Structural Questions of Ethics and Racism
Today’s violent media representation did not emerge in a vacuum, nor do the illustrative examples cited in this paper nearly provide a comprehensive overview of the manifold dimensions of the manufacturing of consent for genocide. In their reporting on Israeli violence in Lebanon, dominant mainstream media continue to replicate some of the same phrases that have been used for decades to downplay Israeli aggressions and to obscure clear and simple facts by turning them into allegedly complex issues.
This manufacturing of consent for genocide is possible due to histories of Orientalism deeply embedded in the Western lens that have facilitated the dissemination of different forms of racist speech. Within this context, dominant mainstream media coverage of Lebanon and Palestine is also marked by an anti-indigenous bias, which is evident above all in the complete absence of any reference to the colonial structures and power relations. This absence in itself has created the conditions for coverage that is implicitly or outright in support of the colonizer. As a result, readers are often presented with mysterious strikes, humanitarian crises and cycles of violence with the victims more often than not blamed for the terror that is being inflicted on them. The bias in dominant Western mainstream media is further impacted by the broader political economy of the media, the political affiliations and allegiance of media outlets as well as internal editorial policies and style guides which may instruct journalistic practice but are not necessarily transparently communicated with the broader public.

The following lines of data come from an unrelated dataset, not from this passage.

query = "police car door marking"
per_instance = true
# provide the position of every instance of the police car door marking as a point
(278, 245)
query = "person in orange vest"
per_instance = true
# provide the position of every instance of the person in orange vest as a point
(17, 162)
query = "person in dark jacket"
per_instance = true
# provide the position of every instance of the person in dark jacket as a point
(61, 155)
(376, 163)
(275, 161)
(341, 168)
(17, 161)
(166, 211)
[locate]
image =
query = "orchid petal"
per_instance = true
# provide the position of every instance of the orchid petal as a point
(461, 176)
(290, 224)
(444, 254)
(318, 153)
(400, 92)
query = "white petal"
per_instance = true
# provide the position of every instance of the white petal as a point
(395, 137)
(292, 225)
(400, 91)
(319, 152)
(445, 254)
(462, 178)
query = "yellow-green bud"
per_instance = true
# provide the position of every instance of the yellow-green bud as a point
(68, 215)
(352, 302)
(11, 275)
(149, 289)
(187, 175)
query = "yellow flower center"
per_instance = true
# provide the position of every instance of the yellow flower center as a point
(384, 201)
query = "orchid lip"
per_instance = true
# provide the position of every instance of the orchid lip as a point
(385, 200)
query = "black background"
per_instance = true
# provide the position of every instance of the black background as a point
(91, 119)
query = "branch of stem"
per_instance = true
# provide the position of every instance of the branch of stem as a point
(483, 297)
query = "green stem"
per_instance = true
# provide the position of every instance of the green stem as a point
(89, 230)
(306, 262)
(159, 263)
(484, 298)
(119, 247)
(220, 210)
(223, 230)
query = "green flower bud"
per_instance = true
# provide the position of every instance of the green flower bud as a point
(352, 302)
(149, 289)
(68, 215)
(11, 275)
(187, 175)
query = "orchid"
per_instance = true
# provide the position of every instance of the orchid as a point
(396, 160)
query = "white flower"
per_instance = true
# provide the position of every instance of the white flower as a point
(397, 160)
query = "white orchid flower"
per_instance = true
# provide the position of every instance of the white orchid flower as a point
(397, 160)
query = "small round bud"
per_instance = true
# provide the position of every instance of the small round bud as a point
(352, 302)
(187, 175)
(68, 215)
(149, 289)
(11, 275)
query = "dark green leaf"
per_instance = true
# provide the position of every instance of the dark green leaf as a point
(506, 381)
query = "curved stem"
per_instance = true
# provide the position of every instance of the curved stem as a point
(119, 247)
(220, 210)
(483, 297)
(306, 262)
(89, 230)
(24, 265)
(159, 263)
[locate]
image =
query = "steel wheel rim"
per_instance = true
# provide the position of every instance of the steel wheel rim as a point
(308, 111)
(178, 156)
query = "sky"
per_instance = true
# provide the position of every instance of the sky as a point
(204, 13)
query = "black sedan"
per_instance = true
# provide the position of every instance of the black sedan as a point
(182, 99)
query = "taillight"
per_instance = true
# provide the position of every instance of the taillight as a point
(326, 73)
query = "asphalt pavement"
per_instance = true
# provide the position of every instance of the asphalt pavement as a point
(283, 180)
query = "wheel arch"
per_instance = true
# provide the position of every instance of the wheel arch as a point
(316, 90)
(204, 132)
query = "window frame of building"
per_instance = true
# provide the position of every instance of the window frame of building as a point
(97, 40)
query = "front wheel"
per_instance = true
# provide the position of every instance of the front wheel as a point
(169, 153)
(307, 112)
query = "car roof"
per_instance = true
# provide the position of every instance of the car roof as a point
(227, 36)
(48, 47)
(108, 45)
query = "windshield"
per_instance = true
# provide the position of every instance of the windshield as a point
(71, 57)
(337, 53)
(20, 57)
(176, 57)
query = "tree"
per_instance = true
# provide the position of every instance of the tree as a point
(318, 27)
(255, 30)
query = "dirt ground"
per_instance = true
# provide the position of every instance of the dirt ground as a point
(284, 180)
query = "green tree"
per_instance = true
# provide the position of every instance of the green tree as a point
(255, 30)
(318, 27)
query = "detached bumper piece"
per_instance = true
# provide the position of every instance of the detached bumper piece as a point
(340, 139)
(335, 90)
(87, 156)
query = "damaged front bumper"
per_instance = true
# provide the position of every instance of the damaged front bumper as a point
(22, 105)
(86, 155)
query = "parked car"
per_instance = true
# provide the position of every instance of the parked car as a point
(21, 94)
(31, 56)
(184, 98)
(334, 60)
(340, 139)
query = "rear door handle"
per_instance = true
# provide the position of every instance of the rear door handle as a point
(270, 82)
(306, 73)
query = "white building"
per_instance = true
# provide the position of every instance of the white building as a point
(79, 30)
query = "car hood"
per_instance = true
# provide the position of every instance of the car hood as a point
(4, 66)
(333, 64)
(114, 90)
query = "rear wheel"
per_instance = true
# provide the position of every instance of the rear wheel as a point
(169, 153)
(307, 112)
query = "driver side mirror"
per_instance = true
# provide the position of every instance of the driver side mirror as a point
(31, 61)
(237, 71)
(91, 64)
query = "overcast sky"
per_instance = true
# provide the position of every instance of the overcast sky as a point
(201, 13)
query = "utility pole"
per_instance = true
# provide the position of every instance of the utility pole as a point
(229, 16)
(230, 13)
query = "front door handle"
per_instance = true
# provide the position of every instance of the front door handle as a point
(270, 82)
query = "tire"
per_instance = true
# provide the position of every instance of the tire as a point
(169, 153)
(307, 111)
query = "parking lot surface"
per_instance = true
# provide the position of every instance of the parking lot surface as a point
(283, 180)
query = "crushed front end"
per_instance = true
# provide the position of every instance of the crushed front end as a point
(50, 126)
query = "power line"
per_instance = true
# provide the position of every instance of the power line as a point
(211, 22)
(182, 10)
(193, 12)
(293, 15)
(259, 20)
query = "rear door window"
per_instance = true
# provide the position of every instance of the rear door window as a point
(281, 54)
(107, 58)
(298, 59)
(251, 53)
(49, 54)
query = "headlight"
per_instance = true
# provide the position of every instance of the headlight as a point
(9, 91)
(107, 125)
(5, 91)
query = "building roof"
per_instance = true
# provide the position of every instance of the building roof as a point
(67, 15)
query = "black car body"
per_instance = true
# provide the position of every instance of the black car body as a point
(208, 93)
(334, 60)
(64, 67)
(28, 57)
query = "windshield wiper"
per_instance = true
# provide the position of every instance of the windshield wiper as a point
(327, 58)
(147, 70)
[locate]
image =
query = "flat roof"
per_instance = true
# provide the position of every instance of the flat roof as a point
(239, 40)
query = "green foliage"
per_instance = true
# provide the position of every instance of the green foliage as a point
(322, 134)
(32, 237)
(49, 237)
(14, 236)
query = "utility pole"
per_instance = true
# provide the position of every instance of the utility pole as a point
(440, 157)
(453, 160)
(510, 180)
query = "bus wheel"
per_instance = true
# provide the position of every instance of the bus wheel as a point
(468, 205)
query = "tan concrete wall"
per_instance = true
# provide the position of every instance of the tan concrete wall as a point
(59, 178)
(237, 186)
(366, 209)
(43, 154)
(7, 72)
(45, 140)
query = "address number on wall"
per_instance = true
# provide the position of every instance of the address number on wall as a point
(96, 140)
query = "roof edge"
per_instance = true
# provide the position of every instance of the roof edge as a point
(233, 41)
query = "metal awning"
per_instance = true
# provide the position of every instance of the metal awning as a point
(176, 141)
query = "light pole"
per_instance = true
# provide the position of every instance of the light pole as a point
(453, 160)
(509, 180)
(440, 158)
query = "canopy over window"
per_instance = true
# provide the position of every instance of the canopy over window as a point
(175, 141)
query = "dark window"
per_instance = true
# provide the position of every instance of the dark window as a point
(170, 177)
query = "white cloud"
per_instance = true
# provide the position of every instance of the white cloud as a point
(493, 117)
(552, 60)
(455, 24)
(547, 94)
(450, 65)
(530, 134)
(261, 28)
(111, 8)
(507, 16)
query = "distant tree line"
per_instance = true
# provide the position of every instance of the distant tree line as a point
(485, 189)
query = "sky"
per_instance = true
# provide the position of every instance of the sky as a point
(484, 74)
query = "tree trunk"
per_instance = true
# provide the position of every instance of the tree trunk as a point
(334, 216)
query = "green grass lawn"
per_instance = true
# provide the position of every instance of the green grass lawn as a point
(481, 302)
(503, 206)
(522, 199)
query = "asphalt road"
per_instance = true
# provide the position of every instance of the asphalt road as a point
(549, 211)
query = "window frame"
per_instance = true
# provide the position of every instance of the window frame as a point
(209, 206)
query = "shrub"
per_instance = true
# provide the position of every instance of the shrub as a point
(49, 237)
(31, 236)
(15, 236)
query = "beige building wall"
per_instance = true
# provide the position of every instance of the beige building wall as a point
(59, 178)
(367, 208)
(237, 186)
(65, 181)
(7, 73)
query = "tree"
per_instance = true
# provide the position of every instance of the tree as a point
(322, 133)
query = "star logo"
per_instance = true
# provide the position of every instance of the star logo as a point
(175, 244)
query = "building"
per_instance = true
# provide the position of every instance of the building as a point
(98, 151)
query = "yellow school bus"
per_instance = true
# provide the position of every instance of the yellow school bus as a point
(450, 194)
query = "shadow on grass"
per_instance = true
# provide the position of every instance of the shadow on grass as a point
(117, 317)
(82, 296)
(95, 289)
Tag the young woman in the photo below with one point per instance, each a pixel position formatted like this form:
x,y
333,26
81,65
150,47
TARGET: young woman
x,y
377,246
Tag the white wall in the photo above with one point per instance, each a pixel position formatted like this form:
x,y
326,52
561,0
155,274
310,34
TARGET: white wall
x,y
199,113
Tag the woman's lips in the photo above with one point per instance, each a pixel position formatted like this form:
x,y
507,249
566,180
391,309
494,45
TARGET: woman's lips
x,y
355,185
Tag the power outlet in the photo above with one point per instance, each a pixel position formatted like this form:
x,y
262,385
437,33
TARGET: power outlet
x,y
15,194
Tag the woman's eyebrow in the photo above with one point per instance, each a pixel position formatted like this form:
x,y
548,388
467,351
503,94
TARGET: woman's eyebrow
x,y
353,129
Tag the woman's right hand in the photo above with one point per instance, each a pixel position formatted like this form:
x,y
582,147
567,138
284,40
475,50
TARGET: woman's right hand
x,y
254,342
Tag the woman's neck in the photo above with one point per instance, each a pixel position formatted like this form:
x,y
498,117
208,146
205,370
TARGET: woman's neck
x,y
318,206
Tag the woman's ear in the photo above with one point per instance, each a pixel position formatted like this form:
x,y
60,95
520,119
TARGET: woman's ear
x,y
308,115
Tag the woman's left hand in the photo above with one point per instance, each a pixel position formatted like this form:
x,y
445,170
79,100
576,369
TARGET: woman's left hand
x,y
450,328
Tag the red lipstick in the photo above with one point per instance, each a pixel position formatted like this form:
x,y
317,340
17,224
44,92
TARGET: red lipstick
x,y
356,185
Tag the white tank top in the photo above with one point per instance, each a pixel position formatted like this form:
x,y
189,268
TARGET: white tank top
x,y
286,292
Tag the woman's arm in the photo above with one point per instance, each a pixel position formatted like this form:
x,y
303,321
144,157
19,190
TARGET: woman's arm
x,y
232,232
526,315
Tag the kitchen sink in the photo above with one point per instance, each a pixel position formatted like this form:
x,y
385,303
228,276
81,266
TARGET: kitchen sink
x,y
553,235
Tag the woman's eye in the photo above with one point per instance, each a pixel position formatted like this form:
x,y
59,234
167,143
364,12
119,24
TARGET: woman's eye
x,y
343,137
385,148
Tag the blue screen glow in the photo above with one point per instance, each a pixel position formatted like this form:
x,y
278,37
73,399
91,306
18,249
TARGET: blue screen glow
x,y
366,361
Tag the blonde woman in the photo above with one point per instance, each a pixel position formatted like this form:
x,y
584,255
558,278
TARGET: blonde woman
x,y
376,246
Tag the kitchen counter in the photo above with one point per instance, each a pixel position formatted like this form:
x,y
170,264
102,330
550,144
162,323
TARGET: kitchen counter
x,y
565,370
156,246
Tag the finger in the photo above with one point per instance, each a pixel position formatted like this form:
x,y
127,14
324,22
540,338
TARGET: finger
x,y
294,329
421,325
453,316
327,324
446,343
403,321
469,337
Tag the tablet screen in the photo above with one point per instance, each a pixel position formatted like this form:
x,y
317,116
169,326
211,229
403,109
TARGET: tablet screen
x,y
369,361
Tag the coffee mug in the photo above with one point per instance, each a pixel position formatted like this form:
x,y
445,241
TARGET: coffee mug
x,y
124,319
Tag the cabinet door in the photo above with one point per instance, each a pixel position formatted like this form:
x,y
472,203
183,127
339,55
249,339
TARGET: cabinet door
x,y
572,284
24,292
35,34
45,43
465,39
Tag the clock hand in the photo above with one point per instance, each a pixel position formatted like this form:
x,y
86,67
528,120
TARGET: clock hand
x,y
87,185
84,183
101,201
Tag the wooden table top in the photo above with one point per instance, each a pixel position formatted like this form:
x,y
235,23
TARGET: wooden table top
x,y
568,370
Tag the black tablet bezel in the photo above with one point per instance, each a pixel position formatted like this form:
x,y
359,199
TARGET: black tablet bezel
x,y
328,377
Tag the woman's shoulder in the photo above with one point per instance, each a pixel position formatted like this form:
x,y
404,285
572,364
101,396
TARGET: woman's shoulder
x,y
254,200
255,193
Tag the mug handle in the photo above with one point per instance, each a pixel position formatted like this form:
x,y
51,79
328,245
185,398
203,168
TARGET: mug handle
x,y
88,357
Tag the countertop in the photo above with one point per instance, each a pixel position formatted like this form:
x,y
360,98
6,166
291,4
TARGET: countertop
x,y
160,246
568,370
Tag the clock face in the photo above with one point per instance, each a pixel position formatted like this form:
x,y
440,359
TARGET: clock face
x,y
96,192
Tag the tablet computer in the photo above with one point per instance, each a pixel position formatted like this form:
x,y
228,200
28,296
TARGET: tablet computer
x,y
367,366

As much of the dominant western mainstream media continues to disseminate narratives in line with the US State Department and lies in favor of the Israeli regime, even at times when the Israeli regime is transparent about its genocidal intent, questions of ethics and accountability remain. Media should function as the fourth estate and ideally hold power to account rather than to work on its behalf and as its proxy. The corruption of Western media, albeit not new, is clearly highlighted in the manufacturing of consent for the genocidal violence currently inflicted against the Palestinian and Lebanese people.
Denijal Jegić is Assistant Professor of Communication at the Lebanese American University (LAU) in Beirut, where he teaches Communication and Multimedia Journalism. His multidisciplinary research focuses on critical theory, media representations, media activism, historiography of communication, colonialism and resistance, and lies at the intersection of media, literature, and cultural studies.